I’m not the only one. Despite recent important books like John Fea’s Believe Me and Thomas Kidd’s Who Is an Evangelical?, the meaning of evangelical continues to befuddle religious and nonreligious alike. Around the globe, evangelicalism connotes a subset of Protestant Christianity that prioritizes Scripture, discipleship, and public expression of faith, as reflected in movements like the Lausanne Committee for World Evangelization and the International Fellowship of Evangelical Students.
These global movements did not emerge in a vacuum, and some of them import norms that are more Western than Christian. But global evangelicalism differs from the way the label is now understood in the US, as a synonym for white conservative Christians who are increasingly defined by their views about President Trump.
These Christians—whether in urban or rural settings—tend to be isolated in largely white neighborhoods, workplaces, churches, and schools. Not all of them, to be sure. But most. And this insularity often undercuts their own interests and their witness to the watching world. White evangelicals are losing touch with broad segments of this country (and with the global church) that are increasingly nonwhite.
In this cultural context, the meaning of evangelicalism has also become more political than theological. The political dimensions have always been there—it’s not quite right to intimate that evangelicalism recently “transform[ed] … from a theological position to a racial and political one.” Rather, as theologian Lesslie Newbigin has written, “Christianity as a social phenomenon has always and necessarily been conditioned as to its outward form by other social facts.”
In the United States, the religion practiced by many white evangelicals has always been racial and political as well as theological, even if the relative intensity of each of these dimensions has varied over time. But today, the political dimension is particularly acute.
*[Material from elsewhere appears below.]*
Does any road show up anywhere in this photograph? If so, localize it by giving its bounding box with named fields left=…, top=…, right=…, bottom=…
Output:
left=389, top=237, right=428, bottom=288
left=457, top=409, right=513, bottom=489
It manifests in three categories of white evangelicals: Trump critics, pragmatists, and Trump lovers.
We often hear about the 81 percent of white evangelical voters who voted for Trump, but the 19 percent remainder—including Republican “never Trumpers,” Democrats, and third-party voters—is not a rounding error. These are the critics, and they include millions of voters, far more than all Jewish and Muslim voters combined. Beyond the 19 percent remainder, the critics also include a portion of white evangelicals who did not vote in the 2016 presidential election and who are therefore excluded from frequently cited polling numbers. Given what we know about generational differences, the percentage of critics among white evangelicals is likely to increase—if they continue to identify as evangelicals at all.
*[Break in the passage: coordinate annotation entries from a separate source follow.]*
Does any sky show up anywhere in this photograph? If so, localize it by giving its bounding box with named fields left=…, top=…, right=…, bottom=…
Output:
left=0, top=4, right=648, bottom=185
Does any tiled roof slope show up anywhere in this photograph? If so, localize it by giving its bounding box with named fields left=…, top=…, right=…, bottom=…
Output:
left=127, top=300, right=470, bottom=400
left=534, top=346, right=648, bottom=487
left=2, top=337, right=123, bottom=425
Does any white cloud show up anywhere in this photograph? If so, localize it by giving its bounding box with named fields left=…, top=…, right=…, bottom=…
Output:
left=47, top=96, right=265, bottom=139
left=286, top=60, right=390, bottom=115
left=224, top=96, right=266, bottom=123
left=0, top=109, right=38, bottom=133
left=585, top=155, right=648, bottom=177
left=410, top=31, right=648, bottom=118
The pragmatists may not like the president, but they see him as their only option, pitted against a Democratic Party that they view as opposed to their values. The most pragmatic among them may be hoping for Trump’s political demise and the quick rise of a successor. The pragmatists are not entirely misguided in betting on Trump, who has delivered some of their key policy objectives. Not the rhetorical ploys to repeal the Johnson Amendment or end the “war on Christmas.”
Nor the executive orders on issues ranging from public funding of religious nonprofits to transgender bathrooms—which will be undone with a pen stroke by the next Democratic White House. But Trump’s success with the Supreme Court and other judicial appointments will have much longer staying power. And for some pragmatists, that success more than validates their Faustian bargain.
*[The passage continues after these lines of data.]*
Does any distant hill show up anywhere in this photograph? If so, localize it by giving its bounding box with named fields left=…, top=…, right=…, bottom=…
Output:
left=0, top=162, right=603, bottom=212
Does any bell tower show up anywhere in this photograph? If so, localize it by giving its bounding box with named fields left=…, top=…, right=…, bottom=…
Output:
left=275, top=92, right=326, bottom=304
Another reason that many pragmatists are sticking with Trump is that Democrats have not reached out to them. On policy matters, no Democratic candidate has expressed interest in compromise legislation to address tensions between LGBT rights and religious freedom. Or take abortion. With Joe Biden’s switch on the Hyde Amendment, none of the leading Democratic candidates supports restrictions on federal funding for abortion. Nor has the rhetoric been helpful—too many prominent Democrats show disdain rather than empathy for white evangelicals.
But the relational insularity runs both ways. Many lovers and pragmatists resonate with the promise to “Make America Great Again.” For them, this past greatness is not just economic, militarily, or cultural—it is theological. America was once great because it was moral, a city on a hill blessed by God. These longings for the past produce current laments about a “post-Christian” America in which Christians are the “new minority.” They reveal just how out of touch many white evangelicals are with the world around them. And, truth be told, this detachment characterizes not only the lovers and the pragmatists but also many of the critics.